One area worth highlighting is the way our perennial willingness to undervalue our services has so quickly come to the foreground. The implicit message that our time is worth nothing is built into the very fabric of our training. During our formative years as student and newly qualified therapists, most of us will have provided at least 450 pre- and post-qualification hours of unpaid therapy as a requirement of accreditation with bodies such as the Irish Association for Humanistic and Integrative Psychotherapy (IAHIP).
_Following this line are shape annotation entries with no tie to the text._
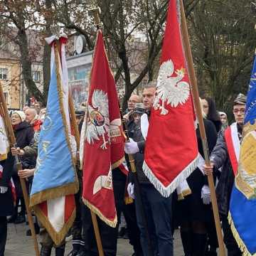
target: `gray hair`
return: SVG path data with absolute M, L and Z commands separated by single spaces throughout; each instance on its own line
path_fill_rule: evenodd
M 156 88 L 156 81 L 149 81 L 146 85 L 143 87 L 143 89 Z

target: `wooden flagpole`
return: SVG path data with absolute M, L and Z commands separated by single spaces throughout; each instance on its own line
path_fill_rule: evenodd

So, recognising the “potential psychological and emotional impact that working in essential services during the Covid-19 pandemic can have” (Quinn, 2020), a number of therapists have joined an IAHIP register of members willing to offer free ‘psychological support’ (ibid). Of course, the generosity of individual therapists willing to expose themselves vicariously to the trauma and/or other difficulties facing essential workers, free of charge at point of contact, is beyond reproach and I make no comment on that. Furthermore, IAHIP is not alone in this type of response to the crisis and I single it out only because it is the organisation that I pay to represent my professional interests. I shall leave it to others to critique their own accrediting bodies as they see fit. I am also, of course, aware of how serious the pandemic is; my partner, a nurse of some 30 years, is putting her health on the line every day working in a nursing home with some of the most at risk people in the country. It goes without saying that I want my partner, and all our heroines-without-capes, supported and valued. But whatever the good intent behind this type of initiative, it tells a story of professional insecurity; both in the emphasis on psychological over psychotherapeutic support and in the lack of insistence at state level for adequate resourcing. Notably, the Chief Executive of the Psychological Society of Ireland has written to the Department of Employment Affairs and Social Protection, highlighting the “totally unfair” (O’Connell, 2020) lack of financial support for psychologists in private practice and there is no suggestion as far as I am aware that psychologists should offer psychotherapeutic support, or indeed that they would be qualified to do so.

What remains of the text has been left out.